In an announcement on Wednesday, EuroAsia said it was ready “to provide any information or data” to the Audit Office in the event that the government decides to participate as a shareholder or provide a state guarantee.

The project has already secured a grant of €658 mln from the EU’s ‘Connecting Europe Facility’ that funds all European electricity and natural gas projects in an effort to disengage from dependence on Russian energy supplies, and also to set targets for lower CO2 emission levels by 2030 and near-zero by 2050.

The EuroAsia has also secured a further grant of €100 mln from the Recovery and Resilience Fund established to boost competitiveness within the Union, with the 1,000MW electricity interconnector expected to cost €1.9 bln for the Cyprus-Crete sector.

From Crete, the cable will link up through the IPTO grid across Greece and into continental Europe, while from the converter station in Cyprus, it will reach eastward to Israel, which is expected to face a power production shortfall by 2027.

Thus it will end the energy isolation of Cyprus.

IPTO has already expressed interest to participate in EuroAsia with a 25% stake, realising the project’s geopolitical importance in the eastern Mediterranean, while other institutions are also interested to invest.

One of these potential financiers is the European Investment Bank, which has already funded similar interconnector projects throughout the EU and would need some form of a state guarantee to underwrite a loan.

The press spokesman for the Audit Office said that for a direct state participation in the project’s equity or for a government guarantee, they would need to review the sustainability of the project, as they are tasked with safeguarding taxpayers’ money.

Since 2013

EuroAsia said the interconnector project is being implemented since 2013, in accordance with European regulations and the directives of the European Agency for Regulatory Authorities (ACER).

Its evaluation is carried out by applying the methodology of the European Association of National Electricity Transmission Operators ENTSO-E and the European Commission, it said.

The project is being implemented “with full transparency, consultations with all institutional and state bodies and the participation of the public,” EuroAsia said.

The progress of its implementation is supervised by the competent national and European authorities, such as the energy ministries of Cyprus and Greece, as well as the regulatory authorities, RAE and CERA.

It added that “the positive socio-economic benefits and sustainability have been positively evaluated and approved by the national and European competent authorities since 2017, based on the methodologies and cost-benefit analysis studies provided for by the European Regulation.

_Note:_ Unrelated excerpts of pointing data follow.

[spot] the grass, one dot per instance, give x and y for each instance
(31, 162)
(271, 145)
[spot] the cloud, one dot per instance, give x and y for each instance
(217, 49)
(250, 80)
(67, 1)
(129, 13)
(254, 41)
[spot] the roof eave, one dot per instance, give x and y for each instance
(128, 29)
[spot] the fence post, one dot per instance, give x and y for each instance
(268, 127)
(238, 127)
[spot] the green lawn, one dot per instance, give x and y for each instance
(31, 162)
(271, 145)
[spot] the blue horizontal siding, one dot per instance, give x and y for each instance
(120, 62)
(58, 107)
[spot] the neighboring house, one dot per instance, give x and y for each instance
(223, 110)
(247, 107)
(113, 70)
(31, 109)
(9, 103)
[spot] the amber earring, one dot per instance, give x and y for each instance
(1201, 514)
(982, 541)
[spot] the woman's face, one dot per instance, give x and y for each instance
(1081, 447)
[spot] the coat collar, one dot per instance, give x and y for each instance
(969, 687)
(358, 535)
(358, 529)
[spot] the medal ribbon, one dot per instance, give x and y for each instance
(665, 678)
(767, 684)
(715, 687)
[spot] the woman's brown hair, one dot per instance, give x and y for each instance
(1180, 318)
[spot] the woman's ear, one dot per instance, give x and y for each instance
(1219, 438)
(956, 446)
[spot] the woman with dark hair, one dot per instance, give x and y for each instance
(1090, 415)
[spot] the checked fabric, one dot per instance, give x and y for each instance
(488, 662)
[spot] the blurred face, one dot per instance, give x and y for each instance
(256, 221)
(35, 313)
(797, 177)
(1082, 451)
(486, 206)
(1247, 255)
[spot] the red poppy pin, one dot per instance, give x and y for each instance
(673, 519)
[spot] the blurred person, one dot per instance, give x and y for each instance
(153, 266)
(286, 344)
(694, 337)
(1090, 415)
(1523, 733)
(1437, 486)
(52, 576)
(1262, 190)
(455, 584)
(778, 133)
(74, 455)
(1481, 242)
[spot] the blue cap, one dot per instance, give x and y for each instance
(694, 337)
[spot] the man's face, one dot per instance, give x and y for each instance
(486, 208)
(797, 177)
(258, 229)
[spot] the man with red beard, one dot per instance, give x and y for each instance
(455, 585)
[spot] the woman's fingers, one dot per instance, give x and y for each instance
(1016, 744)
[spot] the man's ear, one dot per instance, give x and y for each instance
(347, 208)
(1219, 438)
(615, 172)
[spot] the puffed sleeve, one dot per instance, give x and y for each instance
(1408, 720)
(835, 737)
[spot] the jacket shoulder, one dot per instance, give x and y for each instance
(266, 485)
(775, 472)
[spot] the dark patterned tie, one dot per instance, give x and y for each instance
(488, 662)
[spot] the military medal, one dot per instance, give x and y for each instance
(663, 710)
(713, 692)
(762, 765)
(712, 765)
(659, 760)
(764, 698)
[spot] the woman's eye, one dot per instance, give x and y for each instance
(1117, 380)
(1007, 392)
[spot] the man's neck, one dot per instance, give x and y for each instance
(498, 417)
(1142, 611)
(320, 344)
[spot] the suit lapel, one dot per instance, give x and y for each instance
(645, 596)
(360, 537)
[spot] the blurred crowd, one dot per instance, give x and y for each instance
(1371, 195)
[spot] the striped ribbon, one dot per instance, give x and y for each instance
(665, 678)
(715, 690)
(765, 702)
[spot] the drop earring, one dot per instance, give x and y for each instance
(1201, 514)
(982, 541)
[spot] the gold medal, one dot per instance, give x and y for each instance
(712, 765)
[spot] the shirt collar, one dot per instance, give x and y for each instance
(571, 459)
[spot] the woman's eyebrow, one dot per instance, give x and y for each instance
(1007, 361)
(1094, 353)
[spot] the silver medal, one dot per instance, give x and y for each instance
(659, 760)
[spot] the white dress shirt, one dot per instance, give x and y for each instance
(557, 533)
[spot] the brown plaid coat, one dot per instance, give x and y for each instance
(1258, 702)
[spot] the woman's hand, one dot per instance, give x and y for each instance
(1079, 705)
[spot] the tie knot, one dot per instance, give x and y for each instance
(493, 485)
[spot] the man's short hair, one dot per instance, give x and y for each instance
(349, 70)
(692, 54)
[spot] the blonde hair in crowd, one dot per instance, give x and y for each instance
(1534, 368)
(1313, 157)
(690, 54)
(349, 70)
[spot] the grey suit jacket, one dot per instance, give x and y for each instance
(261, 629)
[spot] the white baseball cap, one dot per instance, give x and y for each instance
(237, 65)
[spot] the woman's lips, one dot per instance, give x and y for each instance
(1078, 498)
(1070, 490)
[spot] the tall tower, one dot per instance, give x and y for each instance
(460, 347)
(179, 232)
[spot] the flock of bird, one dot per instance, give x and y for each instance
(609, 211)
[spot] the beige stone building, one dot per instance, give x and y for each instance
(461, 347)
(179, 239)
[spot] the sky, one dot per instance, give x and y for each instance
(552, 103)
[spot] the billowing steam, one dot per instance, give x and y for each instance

“The benefits and sustainability of the project have been evaluated and adopted by the EU in the context of securing €658 million in European funding, the largest that a project in Cyprus has historically received from the EU.”

EuroAsia said the project is a cross-border energy infrastructure electricity interconnection of public interest, with free access and use by all network users and significant socio-economic benefits, and is fully regulated by the competent authorities in all phases of its development, construction and operation.

After the recent signing of the record €1.43 bln contract with Nexans for the construction of the submarine cables, the project promoter is proceeding with the completion of the financing according to the financial plan.

“The participation of the Cypriot government, as a shareholder, is not a factor in completing the financing of the project and was not included in the financial plan. At the same time, the reference to the potential granting of state guarantees, if and when needed, arose from the possible financing of the project by the EIB, which in similar cases has been granted a state guarantee for the granting of a loan.”